Removing the right atoms from glucose and creating a usable fuel or chemical precursor typically requires two reactions. Scientists remove an oxygen atom from glucose to create a chemical abbreviated HMF. They use a second reaction to remove another oxygen atom and create a slightly different molecule called DMF, and that’s where it gets tricky. The materials that drive the reactions to create DMF can be aggressive. They don’t stop when they’ve produced DMF. They take out more oxygen. They keep reacting and turn the DMF into unwanted products.
Researchers tried a different approach. Instead of trying to tame the one aggressive catalyst, the material that drives the reaction but isn’t consumed by it, they gave it a partner in crime. Would adding a second Mr. Hyde add stability or chaos? Hinder or help?
The researchers wrapped a thin layer of cobalt around tiny particles of platinum. As the HMF flows through the catalyst, the cobalt hinders HMF’s oxygen-containing ring, keeping it from reacting in unwanted ways. At the same time, however, cobalt “paints” targets on the HMF. Platinum homes in on the targets, removes the targeted oxygen atoms and creates the fuel DMF.
This mixture “was much more stable than either of the pure metals,” said Raymond J. Gorte, professor at the University of Pennsylvania. Gorte and his colleagues are part of the Catalysis Center for Energy Innovation, an Energy Frontier Research Center funded by the DOE Office of Science and headquartered at the University of Delaware.

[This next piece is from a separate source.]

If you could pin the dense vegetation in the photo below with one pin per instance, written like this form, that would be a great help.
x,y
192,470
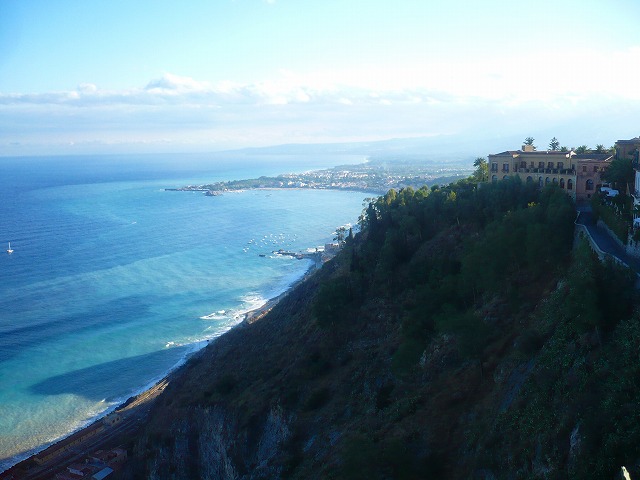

They are now looking at other combinations of metals that don’t involve expensive, precious metals. “It’s a catalyst waiting for a process that’s commercially viable,” Gorte said.
The Search for Understanding Continues
Knowing what drives oxygen’s behavior is crucial to getting what we need, whether that’s less waste when producing biofuels or better biofuel stock by managing photosynthesis. “If photosynthesis stops, all the oxygen in the atmosphere would be consumed by chemical reactions,” Herbert said. “There would be nothing left to breathe.” Photosynthesis is the Dr. Jekyll oxygen personality everyone wants at their Victorian dinner party. The trick for scientists, it appears, is to regain control of oxygen’s rascally Mr. Hyde persona.